On What Rusev Is Saying (Русев удря Русев мачка!)

“Русев удря Русев мачка!”

Have you wondered what it is Rusev is saying at the beginning of his entrance music? It’s been driving me crazy because I couldn’t make it out. Then I finally saw it in one of his tweets and spent a little time with Google Translate.

Rusev udrya Rusev machka! is Bulgarian. It’s hard to hear in his entrance: I always thought I heard budrya instead of udrya. Machka stumped me because in Russian that sounds like “little ball”. I also wondered if it was a borrowed version of the word “match”. In general I’ve thought he was speaking Bulgarian because I recognized it as a non-Russian Slavic language, but then he has little off-mike conversations with Lana so I wasn’t sure if perhaps I just couldn’t make him out. Russian and Bulgarian are similar, but Bulgarian is not one of the Slavic languages I’ve spent time around so I don’t have a sense of its differences.

Anyway, what he’s saying is unsurprising: Rusev hit Rusev crush! In my opinion he sounds like a hulking troll, like “Me hungry me eat!” Which is funny, because as his English improves he sounds more like a cunning, formidable nationalist heel than a brutish meatheaded import. His English promos must be scripted, but he delivers them like he means it. The ya and a on the verbs udrya and matchka are gerund endings, so more literally this is something like “Rusev hitting Rusev crushing.” But that’s awkward, must be a structure that doesn’t translate quite right. Or maybe it’s the grammar of a hulking troll in Bulgaria.

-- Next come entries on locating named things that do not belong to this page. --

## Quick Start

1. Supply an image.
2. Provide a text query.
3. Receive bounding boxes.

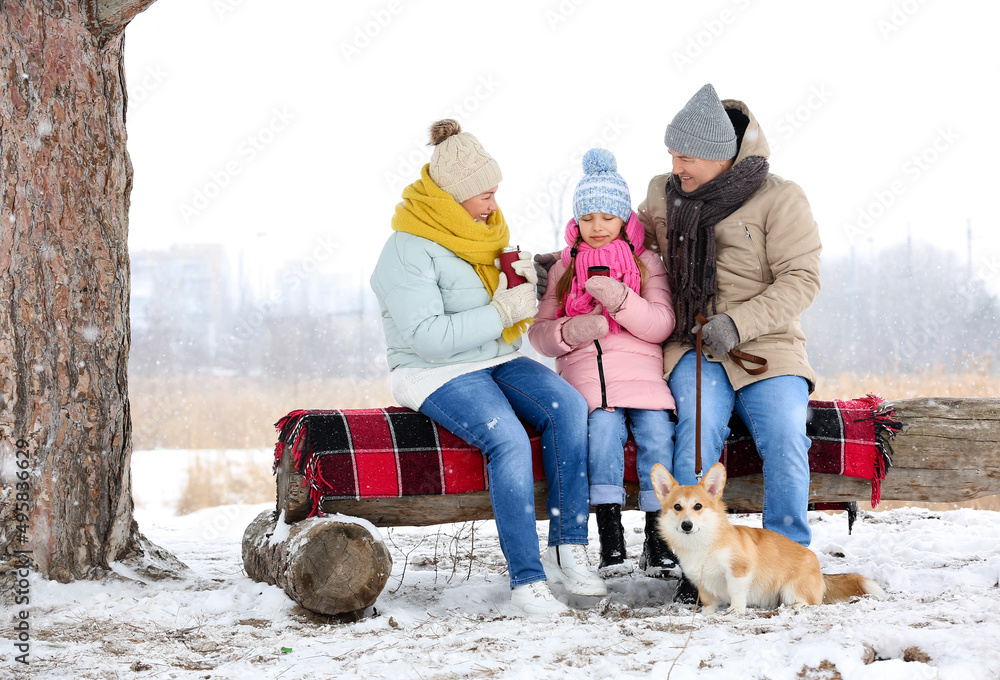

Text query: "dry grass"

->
[129,375,393,450]
[812,364,1000,401]
[177,456,275,515]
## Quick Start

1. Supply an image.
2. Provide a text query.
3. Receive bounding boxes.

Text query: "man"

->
[637,85,822,604]
[536,85,822,601]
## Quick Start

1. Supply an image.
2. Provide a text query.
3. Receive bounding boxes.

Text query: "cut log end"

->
[243,510,392,616]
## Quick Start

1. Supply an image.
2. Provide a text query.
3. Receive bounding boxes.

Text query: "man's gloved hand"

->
[586,276,628,314]
[534,253,559,300]
[562,305,608,347]
[490,272,537,328]
[691,314,740,356]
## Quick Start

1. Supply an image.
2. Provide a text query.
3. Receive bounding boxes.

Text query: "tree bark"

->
[0,0,160,582]
[243,510,392,616]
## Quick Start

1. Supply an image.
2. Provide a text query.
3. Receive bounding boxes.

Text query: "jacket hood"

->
[722,99,771,165]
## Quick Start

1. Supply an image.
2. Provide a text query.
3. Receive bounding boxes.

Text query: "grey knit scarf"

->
[666,156,768,341]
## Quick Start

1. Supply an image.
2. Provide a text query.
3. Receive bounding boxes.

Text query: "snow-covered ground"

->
[7,451,1000,680]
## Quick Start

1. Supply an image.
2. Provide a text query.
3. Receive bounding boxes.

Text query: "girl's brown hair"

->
[556,226,649,311]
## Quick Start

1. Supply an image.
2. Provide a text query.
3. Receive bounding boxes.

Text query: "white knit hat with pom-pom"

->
[429,118,503,203]
[573,148,632,222]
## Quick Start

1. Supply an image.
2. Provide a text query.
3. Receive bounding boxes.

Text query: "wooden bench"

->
[243,397,1000,616]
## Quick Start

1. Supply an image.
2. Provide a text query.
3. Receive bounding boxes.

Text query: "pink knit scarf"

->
[562,212,645,333]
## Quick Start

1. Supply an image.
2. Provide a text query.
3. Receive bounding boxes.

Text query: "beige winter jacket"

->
[637,99,822,392]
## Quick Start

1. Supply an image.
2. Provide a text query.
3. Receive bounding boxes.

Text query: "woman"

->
[371,120,607,615]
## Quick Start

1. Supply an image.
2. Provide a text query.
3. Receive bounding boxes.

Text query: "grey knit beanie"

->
[663,84,736,161]
[429,118,503,203]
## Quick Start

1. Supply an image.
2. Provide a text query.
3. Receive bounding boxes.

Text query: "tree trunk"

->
[243,510,392,616]
[0,0,152,582]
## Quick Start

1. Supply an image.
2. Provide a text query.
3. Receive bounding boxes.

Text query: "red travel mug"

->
[500,246,528,288]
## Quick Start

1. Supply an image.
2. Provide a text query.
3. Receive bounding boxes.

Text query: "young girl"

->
[528,149,676,577]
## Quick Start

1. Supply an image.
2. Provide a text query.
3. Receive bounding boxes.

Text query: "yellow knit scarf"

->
[392,164,531,345]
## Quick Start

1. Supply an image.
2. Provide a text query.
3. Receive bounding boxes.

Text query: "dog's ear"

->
[701,463,726,499]
[650,463,677,501]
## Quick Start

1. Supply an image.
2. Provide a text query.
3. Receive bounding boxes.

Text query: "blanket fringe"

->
[856,393,903,508]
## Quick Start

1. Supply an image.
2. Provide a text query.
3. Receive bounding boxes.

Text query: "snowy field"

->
[7,451,1000,680]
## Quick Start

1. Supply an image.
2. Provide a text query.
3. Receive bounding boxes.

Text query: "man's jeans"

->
[587,408,674,512]
[668,350,812,546]
[420,357,590,588]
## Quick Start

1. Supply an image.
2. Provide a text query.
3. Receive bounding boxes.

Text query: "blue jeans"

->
[587,408,674,512]
[668,350,812,546]
[420,357,590,588]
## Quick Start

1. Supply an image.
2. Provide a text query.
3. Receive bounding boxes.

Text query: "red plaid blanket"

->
[274,395,900,514]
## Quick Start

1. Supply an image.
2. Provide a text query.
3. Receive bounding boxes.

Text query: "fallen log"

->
[243,510,392,617]
[277,397,1000,526]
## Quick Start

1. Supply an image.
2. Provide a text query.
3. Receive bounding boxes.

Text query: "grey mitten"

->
[691,314,740,356]
[586,276,628,314]
[562,307,608,347]
[534,253,559,300]
[490,273,537,328]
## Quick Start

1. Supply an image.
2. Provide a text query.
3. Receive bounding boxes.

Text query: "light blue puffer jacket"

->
[371,232,521,371]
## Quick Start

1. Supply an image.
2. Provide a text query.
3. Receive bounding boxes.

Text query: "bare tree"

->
[0,0,166,582]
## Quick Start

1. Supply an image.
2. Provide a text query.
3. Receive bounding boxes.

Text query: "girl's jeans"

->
[587,408,674,512]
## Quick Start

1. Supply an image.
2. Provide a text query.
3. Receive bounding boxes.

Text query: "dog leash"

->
[694,314,767,481]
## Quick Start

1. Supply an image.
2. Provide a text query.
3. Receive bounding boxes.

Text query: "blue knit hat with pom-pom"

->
[573,149,632,222]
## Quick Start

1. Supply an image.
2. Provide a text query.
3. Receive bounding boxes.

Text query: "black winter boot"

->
[674,575,698,604]
[639,512,680,578]
[597,503,632,578]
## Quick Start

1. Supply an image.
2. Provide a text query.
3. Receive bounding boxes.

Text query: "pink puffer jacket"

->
[528,250,674,411]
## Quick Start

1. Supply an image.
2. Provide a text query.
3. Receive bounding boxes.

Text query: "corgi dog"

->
[651,463,886,614]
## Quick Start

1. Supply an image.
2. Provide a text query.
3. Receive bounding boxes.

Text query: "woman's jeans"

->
[420,357,590,588]
[668,350,812,546]
[587,408,674,512]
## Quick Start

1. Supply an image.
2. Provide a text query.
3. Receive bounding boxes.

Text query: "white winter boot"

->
[542,543,608,597]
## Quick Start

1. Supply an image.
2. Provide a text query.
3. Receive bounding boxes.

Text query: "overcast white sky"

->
[125,0,1000,285]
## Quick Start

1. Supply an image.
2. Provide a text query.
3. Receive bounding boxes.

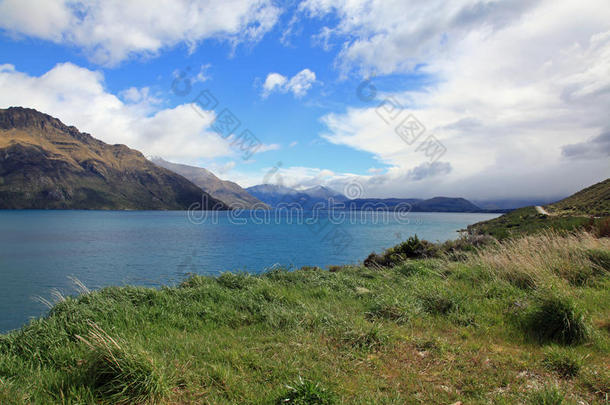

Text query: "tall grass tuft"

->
[529,385,566,405]
[277,377,337,405]
[542,347,583,378]
[524,292,590,345]
[469,231,610,289]
[77,322,168,404]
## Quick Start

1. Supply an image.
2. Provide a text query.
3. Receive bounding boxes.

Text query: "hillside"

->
[0,107,227,210]
[332,197,485,212]
[151,157,269,209]
[413,197,481,212]
[246,184,311,208]
[468,179,610,239]
[544,178,610,216]
[0,234,610,405]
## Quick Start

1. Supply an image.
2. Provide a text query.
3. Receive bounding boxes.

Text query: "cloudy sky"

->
[0,0,610,200]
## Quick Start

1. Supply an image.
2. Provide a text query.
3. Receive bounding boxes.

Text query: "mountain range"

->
[246,184,486,212]
[151,157,269,209]
[0,107,228,210]
[0,107,516,212]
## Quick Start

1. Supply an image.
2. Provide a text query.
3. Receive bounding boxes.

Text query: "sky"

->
[0,0,610,200]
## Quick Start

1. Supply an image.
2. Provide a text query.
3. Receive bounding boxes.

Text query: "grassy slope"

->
[0,235,610,404]
[545,179,610,216]
[468,207,591,239]
[468,179,610,239]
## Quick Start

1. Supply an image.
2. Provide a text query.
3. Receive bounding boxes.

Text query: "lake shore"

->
[0,229,610,404]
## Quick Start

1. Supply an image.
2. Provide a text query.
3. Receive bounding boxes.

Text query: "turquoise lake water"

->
[0,211,498,333]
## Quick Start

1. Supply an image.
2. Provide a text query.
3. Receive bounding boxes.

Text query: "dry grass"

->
[468,231,610,289]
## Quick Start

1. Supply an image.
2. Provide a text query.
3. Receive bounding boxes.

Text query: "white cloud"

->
[0,0,280,65]
[263,69,316,98]
[0,63,239,163]
[194,63,212,83]
[302,0,610,198]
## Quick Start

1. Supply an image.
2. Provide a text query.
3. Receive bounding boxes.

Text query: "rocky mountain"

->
[151,157,269,209]
[0,107,228,210]
[301,186,348,201]
[412,197,481,212]
[545,179,610,216]
[246,184,347,209]
[334,197,484,212]
[246,184,486,212]
[246,184,310,208]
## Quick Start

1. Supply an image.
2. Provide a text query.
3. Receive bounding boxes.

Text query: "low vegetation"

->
[468,179,610,240]
[0,232,610,404]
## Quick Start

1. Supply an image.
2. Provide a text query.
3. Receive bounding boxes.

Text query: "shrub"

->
[339,325,389,351]
[530,385,565,405]
[364,235,440,267]
[542,348,582,377]
[525,293,590,345]
[277,377,337,405]
[216,272,256,290]
[440,233,498,260]
[419,289,458,315]
[77,323,167,404]
[366,303,409,323]
[593,217,610,238]
[586,249,610,271]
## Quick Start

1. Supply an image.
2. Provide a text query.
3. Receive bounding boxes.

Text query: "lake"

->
[0,211,498,333]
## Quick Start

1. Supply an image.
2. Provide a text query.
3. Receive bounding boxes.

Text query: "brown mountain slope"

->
[0,107,227,210]
[545,179,610,216]
[151,157,269,209]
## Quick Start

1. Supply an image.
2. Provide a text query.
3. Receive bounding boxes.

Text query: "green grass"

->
[468,179,610,240]
[0,235,610,404]
[468,207,591,240]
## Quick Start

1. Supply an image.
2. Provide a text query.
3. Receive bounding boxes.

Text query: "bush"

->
[366,303,409,324]
[587,249,610,271]
[364,235,440,267]
[78,323,167,404]
[440,233,498,260]
[277,377,337,405]
[339,325,389,351]
[216,272,256,290]
[542,348,582,377]
[530,386,565,405]
[525,293,590,345]
[593,217,610,238]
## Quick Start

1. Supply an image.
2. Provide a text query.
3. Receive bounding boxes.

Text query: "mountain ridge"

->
[150,156,269,209]
[0,107,228,210]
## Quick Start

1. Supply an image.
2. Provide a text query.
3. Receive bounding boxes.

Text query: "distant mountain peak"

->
[0,107,227,210]
[150,156,269,209]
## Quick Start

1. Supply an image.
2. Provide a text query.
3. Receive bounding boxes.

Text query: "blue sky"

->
[0,0,610,199]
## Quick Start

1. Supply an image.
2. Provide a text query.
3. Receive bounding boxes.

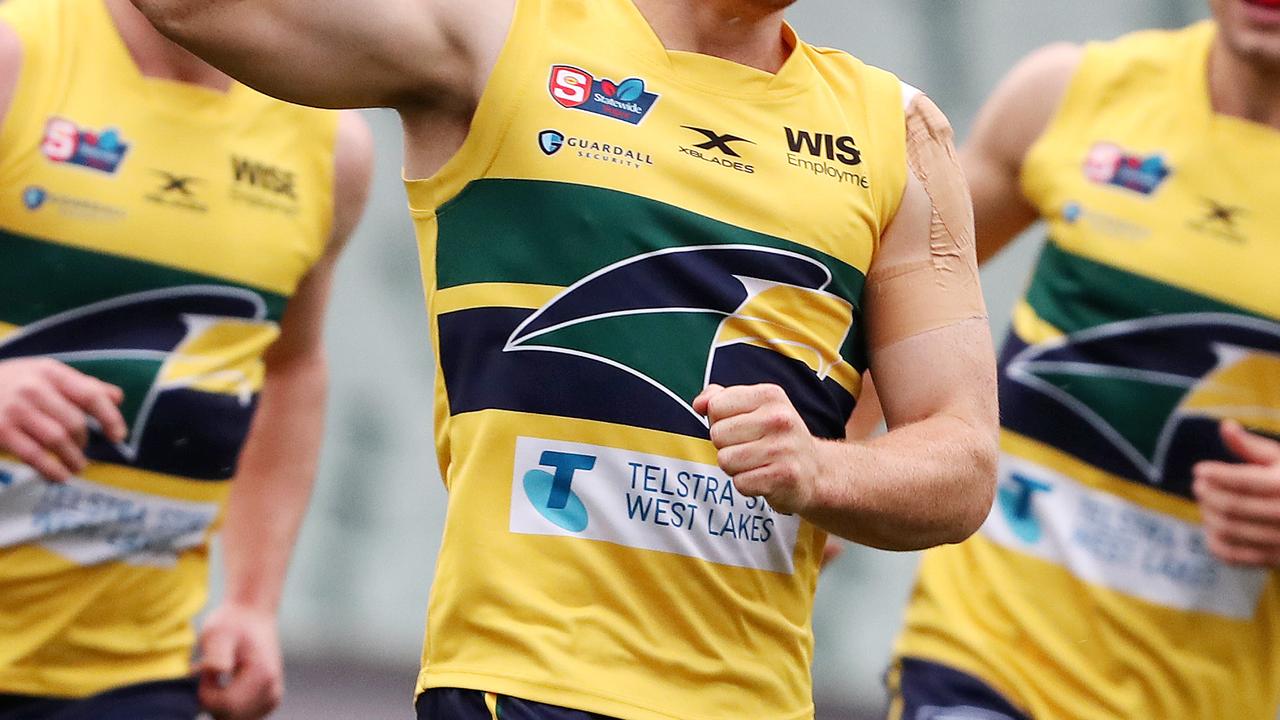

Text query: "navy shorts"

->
[890,657,1032,720]
[0,678,200,720]
[417,688,613,720]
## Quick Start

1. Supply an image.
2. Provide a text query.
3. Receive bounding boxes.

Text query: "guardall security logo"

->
[538,129,654,169]
[548,65,658,126]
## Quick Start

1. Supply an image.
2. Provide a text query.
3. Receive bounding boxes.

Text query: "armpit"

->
[867,94,987,348]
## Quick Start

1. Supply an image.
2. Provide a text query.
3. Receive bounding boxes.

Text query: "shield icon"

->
[538,129,564,155]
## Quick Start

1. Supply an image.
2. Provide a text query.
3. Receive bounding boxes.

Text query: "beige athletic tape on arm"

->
[867,86,987,348]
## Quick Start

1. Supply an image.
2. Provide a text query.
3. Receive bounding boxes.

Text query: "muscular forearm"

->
[223,359,326,612]
[804,415,996,551]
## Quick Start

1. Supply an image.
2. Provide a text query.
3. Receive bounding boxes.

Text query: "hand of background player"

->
[1193,420,1280,568]
[694,386,819,514]
[0,357,128,482]
[195,603,284,720]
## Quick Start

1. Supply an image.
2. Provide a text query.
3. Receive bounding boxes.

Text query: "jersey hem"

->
[0,667,191,700]
[415,669,814,720]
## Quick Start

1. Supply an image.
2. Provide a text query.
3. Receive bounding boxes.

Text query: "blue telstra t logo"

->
[538,129,564,155]
[996,473,1053,544]
[22,184,49,210]
[525,450,595,533]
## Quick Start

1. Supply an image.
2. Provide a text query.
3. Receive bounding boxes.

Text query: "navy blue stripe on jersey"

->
[438,307,854,438]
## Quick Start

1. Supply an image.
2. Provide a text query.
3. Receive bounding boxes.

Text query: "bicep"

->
[133,0,513,108]
[864,96,995,429]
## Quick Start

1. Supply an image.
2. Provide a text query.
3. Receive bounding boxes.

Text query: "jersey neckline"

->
[611,0,817,100]
[84,0,247,123]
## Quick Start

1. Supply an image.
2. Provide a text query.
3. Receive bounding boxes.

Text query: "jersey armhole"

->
[403,0,543,217]
[1018,42,1106,208]
[0,0,64,169]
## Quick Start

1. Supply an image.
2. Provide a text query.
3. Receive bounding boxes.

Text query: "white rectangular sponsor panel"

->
[0,462,219,568]
[983,455,1268,620]
[511,437,800,574]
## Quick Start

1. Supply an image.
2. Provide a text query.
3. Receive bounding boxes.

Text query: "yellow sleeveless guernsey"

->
[899,24,1280,720]
[408,0,906,720]
[0,0,337,697]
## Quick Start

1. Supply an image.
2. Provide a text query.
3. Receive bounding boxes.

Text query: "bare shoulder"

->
[330,110,374,247]
[972,42,1084,160]
[0,20,22,126]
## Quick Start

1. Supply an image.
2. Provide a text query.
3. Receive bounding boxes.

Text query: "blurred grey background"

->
[207,0,1207,720]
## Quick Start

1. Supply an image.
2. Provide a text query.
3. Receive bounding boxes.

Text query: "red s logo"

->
[40,118,79,163]
[550,65,595,108]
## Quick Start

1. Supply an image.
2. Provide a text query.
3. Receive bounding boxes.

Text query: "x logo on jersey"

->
[681,126,755,158]
[156,170,200,197]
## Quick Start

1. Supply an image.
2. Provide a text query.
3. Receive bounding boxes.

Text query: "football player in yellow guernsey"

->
[136,0,996,720]
[0,0,371,720]
[891,0,1280,720]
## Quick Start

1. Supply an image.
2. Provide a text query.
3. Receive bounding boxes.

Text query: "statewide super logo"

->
[1084,142,1172,196]
[549,65,658,126]
[40,118,129,174]
[1001,313,1280,497]
[22,184,49,211]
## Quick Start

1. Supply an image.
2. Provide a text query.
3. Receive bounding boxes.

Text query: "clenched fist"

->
[1194,420,1280,568]
[694,384,819,514]
[195,603,284,720]
[0,357,128,482]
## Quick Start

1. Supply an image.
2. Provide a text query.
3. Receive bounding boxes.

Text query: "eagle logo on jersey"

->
[0,286,279,476]
[1005,313,1280,492]
[504,245,859,425]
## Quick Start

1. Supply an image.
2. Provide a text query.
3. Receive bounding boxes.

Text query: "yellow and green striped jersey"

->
[899,23,1280,720]
[0,0,337,697]
[408,0,908,720]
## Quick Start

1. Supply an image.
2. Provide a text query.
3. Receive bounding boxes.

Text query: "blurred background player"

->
[129,0,996,720]
[891,0,1280,720]
[0,0,370,720]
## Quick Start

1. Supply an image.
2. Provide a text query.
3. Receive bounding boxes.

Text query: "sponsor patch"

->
[548,65,658,126]
[40,118,129,174]
[982,456,1267,620]
[511,437,800,574]
[1084,142,1172,196]
[0,462,219,568]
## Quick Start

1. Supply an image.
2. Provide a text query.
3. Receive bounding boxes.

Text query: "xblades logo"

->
[681,126,755,158]
[1190,197,1245,242]
[524,450,596,533]
[156,170,200,197]
[680,126,755,174]
[146,170,209,213]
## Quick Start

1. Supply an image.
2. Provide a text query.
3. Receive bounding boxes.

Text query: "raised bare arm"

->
[132,0,515,109]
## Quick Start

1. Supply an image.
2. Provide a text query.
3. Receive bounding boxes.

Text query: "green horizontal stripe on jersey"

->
[1027,238,1263,333]
[0,228,288,325]
[435,179,867,369]
[436,179,865,302]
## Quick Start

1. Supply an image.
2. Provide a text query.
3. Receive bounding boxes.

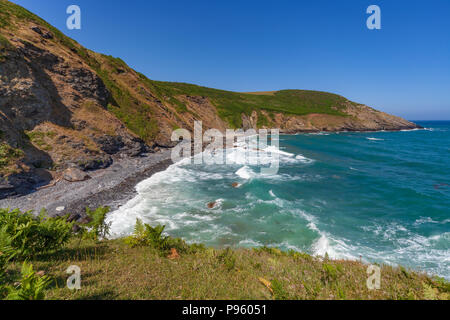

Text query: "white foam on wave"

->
[236,166,253,180]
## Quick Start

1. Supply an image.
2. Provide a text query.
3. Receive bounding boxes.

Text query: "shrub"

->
[83,207,111,240]
[6,262,51,300]
[124,219,204,255]
[271,279,289,300]
[0,209,72,258]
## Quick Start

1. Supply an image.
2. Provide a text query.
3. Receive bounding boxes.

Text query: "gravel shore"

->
[0,149,172,216]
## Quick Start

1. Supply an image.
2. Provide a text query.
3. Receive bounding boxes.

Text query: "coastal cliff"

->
[0,0,418,198]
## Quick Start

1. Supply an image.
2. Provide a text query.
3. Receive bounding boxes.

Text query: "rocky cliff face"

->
[0,0,416,198]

Lana, by the way, has crystal clear Russian. When most Russian women speak to me I’m a deer in the headlights, despite my skills at translating difficult prose. I’m just really weak at oral comprehension, I have to see the words to make sense of them. But Lana’s diction and accent are like that of an angel to my ever-struggling ears. I know what she’s saying, every time! I also wrote about her linguistic curiosities here.

If you’re visiting this post as a translator, student, or native speaker of a Slavic language, I would love to hear your take on the words of Lana and Rusev. I’m also wondering if there’s a place somewhere on the interwebs where people are discussing these two from a critical perspective, either in English or any other language. Please chime in if you have any leads.


5 thoughts on “On What Rusev Is Saying (Русев удря Русев мачка!)

  1. Whatever you do, don’t try to ask Siri what it is. She thinks you’re asking about “much cock”. Thanks for the info!

      • I heard that as well. She was actually in the movie Pitch Perfect. I spotted her in a crowd of girls singing. You have to really be amped about your gimmick to work that hard to learn Russian, which sounds like a difficult language. She sounds good to me anyway, a person born in Russia might say she’s terrible. 👍🏻

      • If I might nitpick the semantics, the character Lana is Russian. The actress CJ Perry is from Florida. To my trained but not native ear, her Russian can pass for native. I believe she spend part of her childhood in that part of the world. (Lithuania maybe?)